The production stage is the most important stage of a well’s life; when the oil and gas are produced. By this time, the oil rigs and workover rigs used to drill and complete the well have moved off the wellbore, and the top is usually outfitted with a collection of valves called a Christmas tree or production tree. These valves regulate pressures, control flows, and allow access to the wellbore in case further completion work is needed. From the outlet valve of the production tree, the flow can be connected to a distribution network of pipelines and tanks to supply the product to refineries, natural gas compressor stations, or oil export terminals.
As long as the pressure in the reservoir remains high enough, the production tree is all that is required to produce the well. If the pressure depletes and it is considered economically viable, an artificial lift method mentioned in the completions section can be employed.
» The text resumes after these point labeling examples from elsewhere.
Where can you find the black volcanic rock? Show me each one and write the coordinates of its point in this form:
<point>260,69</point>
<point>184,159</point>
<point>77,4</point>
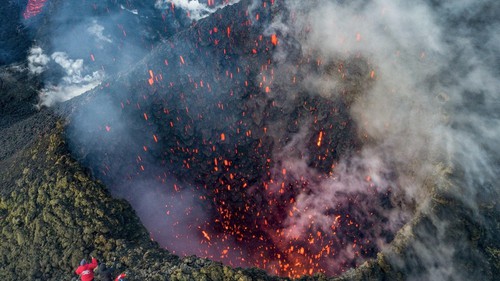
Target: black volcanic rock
<point>53,211</point>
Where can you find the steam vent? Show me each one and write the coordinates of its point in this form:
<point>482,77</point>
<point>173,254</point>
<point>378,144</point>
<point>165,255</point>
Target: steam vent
<point>250,139</point>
Workovers are often necessary in older wells, which may need smaller diameter tubing, scale or paraffin removal, acid matrix jobs, or completing new zones of interest in a shallower reservoir. Such remedial work can be performed using workover rigs – also known as pulling units, completion rigs or “service rigs” – to pull and replace tubing, or by the use of well intervention techniques utilizing coiled tubing. Depending on the type of lift system and wellhead a rod rig or flushby can be used to change a pump without pulling the tubing.
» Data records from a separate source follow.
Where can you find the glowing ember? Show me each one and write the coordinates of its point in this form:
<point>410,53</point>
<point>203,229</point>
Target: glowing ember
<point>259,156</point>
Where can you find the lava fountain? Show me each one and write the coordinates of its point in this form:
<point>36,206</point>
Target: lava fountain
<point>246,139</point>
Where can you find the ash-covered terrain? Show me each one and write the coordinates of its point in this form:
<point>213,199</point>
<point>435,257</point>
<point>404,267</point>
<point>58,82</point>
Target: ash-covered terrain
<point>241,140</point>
Enhanced recovery methods such as water flooding, steam flooding, or CO2 flooding may be used to increase reservoir pressure and provide a “sweep” effect to push hydrocarbons out of the reservoir. Such methods require the use of injection wells (often chosen from old production wells in a carefully determined pattern), and are used when facing problems with reservoir pressure depletion, high oil viscosity, or can even be employed early in a field’s life.